De bijenteelt bestaat al sinds mensenheugenis. Perzen, Grieken, Romeinen en Egyptenaars kenden het gebruik van honing als voedsel en geneesmiddel en wisten ook hoe de bijen het werk verdeelden. Karel de Grote liet in de Middeleeuwen wetten uitvaardigen om de bijenteelt te beschermen, met honing en bijenwas werden belastingen betaald. De invoer van rietsuiker uit Amerika en de ontwikkeling van nieuwe, ook kunstmatige zoetmiddelen hebben het belang van de honingindustrie sinds de Renaissance sterk ingeperkt. Maar de honingbij wordt sindsdien ingezet voor de bestuiving van meer dan 130 soorten noten, amandelen, bessen, fruit en groenten, ongeveer een derde van alle eetbare gewassen.
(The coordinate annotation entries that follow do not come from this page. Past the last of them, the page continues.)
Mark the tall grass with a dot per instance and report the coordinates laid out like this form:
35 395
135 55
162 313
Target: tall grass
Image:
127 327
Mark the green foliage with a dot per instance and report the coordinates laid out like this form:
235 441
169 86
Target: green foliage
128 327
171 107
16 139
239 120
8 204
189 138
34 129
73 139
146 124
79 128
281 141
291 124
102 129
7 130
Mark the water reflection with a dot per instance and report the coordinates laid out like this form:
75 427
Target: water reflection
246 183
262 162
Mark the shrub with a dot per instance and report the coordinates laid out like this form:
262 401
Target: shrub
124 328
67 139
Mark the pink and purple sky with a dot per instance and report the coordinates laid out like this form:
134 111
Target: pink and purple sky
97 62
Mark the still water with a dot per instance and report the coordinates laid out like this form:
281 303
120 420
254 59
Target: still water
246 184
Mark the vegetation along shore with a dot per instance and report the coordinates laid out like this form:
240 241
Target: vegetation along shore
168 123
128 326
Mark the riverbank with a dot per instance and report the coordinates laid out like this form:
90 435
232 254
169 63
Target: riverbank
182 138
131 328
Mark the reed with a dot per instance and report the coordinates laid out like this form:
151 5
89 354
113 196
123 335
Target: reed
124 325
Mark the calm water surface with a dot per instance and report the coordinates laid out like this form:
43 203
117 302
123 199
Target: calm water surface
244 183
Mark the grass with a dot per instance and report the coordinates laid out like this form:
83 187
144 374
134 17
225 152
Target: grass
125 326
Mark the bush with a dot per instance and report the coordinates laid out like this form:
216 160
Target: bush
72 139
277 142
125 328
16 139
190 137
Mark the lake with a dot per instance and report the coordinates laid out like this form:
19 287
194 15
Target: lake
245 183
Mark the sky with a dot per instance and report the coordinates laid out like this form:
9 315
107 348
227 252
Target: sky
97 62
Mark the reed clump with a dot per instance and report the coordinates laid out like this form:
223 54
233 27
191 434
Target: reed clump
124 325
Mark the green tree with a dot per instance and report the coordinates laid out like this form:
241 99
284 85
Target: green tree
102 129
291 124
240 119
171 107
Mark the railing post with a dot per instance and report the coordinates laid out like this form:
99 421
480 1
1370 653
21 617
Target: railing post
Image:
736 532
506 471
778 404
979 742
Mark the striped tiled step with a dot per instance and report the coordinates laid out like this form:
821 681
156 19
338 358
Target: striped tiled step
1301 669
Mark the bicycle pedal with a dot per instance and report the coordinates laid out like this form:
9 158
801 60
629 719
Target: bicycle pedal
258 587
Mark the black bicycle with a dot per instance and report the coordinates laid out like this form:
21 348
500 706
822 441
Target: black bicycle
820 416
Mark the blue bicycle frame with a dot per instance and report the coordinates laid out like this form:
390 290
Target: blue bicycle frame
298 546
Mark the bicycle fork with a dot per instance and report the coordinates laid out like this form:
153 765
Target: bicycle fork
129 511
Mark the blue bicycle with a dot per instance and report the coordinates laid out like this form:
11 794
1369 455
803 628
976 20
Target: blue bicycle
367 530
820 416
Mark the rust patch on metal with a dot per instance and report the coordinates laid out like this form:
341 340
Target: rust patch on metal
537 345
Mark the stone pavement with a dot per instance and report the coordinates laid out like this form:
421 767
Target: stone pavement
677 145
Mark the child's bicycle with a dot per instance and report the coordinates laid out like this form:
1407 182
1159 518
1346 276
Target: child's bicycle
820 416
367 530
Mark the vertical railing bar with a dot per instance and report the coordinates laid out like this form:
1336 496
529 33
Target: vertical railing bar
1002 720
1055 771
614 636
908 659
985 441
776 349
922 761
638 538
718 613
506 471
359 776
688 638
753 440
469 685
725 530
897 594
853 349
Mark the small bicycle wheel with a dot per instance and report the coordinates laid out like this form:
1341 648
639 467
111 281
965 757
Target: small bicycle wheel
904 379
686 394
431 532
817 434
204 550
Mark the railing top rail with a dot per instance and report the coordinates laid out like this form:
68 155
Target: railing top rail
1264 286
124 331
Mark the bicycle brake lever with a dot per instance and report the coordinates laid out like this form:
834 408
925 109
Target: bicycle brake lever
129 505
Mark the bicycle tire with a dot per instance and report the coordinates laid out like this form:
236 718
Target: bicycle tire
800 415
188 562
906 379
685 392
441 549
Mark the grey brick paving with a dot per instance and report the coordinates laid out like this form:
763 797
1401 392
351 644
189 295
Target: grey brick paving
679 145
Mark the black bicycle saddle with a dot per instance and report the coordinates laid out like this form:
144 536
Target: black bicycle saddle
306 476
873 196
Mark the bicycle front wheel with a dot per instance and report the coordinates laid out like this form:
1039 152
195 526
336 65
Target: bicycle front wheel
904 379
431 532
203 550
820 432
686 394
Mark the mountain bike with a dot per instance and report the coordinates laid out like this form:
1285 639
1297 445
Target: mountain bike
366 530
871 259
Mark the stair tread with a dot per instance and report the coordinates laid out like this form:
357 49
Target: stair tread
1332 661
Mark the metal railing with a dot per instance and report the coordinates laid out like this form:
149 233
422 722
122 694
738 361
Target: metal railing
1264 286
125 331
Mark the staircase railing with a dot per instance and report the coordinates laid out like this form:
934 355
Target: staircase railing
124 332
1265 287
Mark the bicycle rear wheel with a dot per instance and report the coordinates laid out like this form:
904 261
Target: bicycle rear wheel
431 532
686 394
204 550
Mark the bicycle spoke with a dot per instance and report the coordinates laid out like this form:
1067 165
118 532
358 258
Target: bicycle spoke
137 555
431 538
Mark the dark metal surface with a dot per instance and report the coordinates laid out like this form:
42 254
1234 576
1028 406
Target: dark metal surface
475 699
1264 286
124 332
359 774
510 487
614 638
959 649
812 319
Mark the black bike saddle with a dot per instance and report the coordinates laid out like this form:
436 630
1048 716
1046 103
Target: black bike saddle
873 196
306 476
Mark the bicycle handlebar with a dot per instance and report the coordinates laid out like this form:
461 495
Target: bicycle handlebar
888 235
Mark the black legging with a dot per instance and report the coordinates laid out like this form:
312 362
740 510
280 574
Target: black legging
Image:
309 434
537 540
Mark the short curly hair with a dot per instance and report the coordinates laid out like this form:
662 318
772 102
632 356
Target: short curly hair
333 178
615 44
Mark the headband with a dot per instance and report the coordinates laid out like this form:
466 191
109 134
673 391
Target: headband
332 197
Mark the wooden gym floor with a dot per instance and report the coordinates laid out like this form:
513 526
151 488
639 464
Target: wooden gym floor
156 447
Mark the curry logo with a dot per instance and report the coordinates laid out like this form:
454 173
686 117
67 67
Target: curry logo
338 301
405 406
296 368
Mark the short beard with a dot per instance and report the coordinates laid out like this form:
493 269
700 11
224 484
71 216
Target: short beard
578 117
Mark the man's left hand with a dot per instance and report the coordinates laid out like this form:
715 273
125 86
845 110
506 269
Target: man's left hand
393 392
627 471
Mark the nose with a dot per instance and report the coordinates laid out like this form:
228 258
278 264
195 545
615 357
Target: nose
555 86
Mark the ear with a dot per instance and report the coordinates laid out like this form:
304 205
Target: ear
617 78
We zouden het natuurlijk ook zelf kunnen doen, met een vibrator, maar zo doeltreffend als de bijtjes zullen we nooit worden.

Honingbijen leven samen in groepen (kolonies, volken) van tien tot zestigduizend individuen. De moer of koningin legt eitjes, de werksters bouwen het nest, verzamelen voedsel, verzorgen de kleintjes (‘het broed’) en verdedigen de groep. De darren zijn alleen nodig om de soort voort te zetten.

Bijen overwinteren in groep. Pas wanneer de imkers (meestal in februari) de korven openen, kunnen ze zien hoe het met de kolonie gesteld is. Colony Collapse Disorder (CCD) is niet zozeer een ziekte dan wel de vaststelling van het feit dat een groot deel van de bijen in de korf dood of verdwenen zijn.

P.S. Albert Einstein heeft nooit een woord gezegd over bijen, toch niet voor zover zijn biografen kunnen beoordelen. De quote dat 4 jaar na het einde van de bijen ook de mensheid zou tenonder gaan, zou in 1994 gelanceerd zijn door iemand van de Franse honingsector, tijdens een demonstratie in Brussel tegen het nieuwe Europese invoerbeleid voor honing. De stadslegende wordt uitgebreid weerlegd op Snopes.com.